Meditation mimics the positive function of sleep by allowing the mind to achieve a respite from thoughts, a respite that can form a practiced understanding of balance and health. Sleep then is freed to complete its function of scavenging for bad effects in the mind. Dreaming becomes creative and playful rather than instrumental and function. In the latter state, the subconscious mind needs to work with projections and symbols of repressed fears and anxieties. Constructive dreaming demonstrates the potential of all of us to create, to maintain a convivial relationship to our environment, to our world, and to the natural world especially.

The whole of dream interpretation remains too embedded in Freudian typology, which reduces dream content to representations of specific objects and meanings. While we cannot take Freud’s symbolism literally, the notion that certain objects represent certain emotions is now taken for granted, especially after Jung. Situational presentation of the symbols is what counts, however. A bear in a dream, for example, may represent a menace or may represent innocence, clumsiness, or naivete. Though books offer dream interpretation as how-to manuals, most of what we dream and what the objects represent have to do entirely with our own situations.

Art and creativity is lucid dreaming. They express what is within through a channel of emptiness within the mind, like an aperture in our otherwise conscious and tight mind, like sunlight behind the mask or masks we may be carrying. The artist is someone who has discovered the aperture from which creativity can bypass the masks. The aperture widens as the masks shrink. Art is so often pursued in privacy and solitude because the creation of art is an intensely subjective activity, intensely personal, like a dream not to be interrupted, like meditation not to be interrupted.

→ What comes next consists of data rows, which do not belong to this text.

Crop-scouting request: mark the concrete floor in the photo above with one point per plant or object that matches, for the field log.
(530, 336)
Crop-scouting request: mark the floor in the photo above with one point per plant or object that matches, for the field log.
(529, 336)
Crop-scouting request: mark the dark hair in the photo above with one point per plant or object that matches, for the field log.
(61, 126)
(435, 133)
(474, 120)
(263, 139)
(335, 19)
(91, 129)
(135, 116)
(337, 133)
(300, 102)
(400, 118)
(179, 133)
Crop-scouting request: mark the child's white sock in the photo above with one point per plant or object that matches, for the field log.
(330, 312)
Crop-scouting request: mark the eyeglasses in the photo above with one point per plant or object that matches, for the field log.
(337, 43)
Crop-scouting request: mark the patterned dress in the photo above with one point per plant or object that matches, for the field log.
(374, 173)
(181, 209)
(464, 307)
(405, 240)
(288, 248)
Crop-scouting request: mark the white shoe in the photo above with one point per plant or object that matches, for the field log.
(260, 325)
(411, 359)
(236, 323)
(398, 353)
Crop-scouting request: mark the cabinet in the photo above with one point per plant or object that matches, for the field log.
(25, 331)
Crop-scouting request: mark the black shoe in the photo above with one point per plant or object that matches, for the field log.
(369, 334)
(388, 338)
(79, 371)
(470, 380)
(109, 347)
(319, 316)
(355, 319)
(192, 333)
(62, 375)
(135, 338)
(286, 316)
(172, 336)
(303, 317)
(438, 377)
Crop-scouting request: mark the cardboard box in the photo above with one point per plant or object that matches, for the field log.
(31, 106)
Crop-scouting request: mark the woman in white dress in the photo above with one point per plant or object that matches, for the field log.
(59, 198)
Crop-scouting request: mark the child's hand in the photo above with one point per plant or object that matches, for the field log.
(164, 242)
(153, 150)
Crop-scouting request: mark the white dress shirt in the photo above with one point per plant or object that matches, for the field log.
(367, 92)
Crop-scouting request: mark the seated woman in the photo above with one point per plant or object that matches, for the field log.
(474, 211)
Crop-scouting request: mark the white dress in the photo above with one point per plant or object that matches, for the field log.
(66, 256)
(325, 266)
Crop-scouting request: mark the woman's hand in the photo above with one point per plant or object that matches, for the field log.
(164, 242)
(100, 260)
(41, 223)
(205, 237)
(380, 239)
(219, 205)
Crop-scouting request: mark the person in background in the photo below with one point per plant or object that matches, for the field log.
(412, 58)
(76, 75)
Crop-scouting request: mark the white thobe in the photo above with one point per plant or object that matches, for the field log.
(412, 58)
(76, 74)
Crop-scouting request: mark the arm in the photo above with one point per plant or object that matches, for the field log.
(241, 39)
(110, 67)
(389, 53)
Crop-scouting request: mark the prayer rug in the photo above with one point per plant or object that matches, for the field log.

Yet this creativity, the potential to express the deepest feelings and perceptions, exists in every person. This creativity is not expressed by every person not because of shame or guilt over its content or a sense of humility in relation to other. In part, the skills and aptitude will never be discovered because most people take socialization as a terminus to creativity, a vast conforming to and pursuit of what society and culture demands, a constant chase after its design and presentation of reality. The suppression of self and potential becomes a necessity not so much for social function but for civil order and cultural conformity and control. The waste of creativity is the extinction of individual potential, regardless of whether potentially expressed as art or other self-expression. Few people ij life even perform the work that they like, let alone express creativity of any sort.

To rediscover creativity in the self is to discover potential. To express that which will develop potential in the self requires first access to the tools of the mind, combined with the tools of the environment. To begin this process one cannot assume the gift of the artist, which is the gift of accessing the aperture in the subconscious mind. To begin this process requires the detoxifying of the mind’s accretions derived from society, culture, and the baggage of self. At the heart of this process cannot be mere belief or hope or desire but simply practice, meditative practice, in whatever form the individual discovers it to be most efficacious.

Even if our potential seems to dissipate in the passage of time and responsibilities, the moments of contentment that result from meditative practice will filter the mind, the emotions, the instincts. Practice brings the respite of solitude and silence that permits moments of insight and contentment.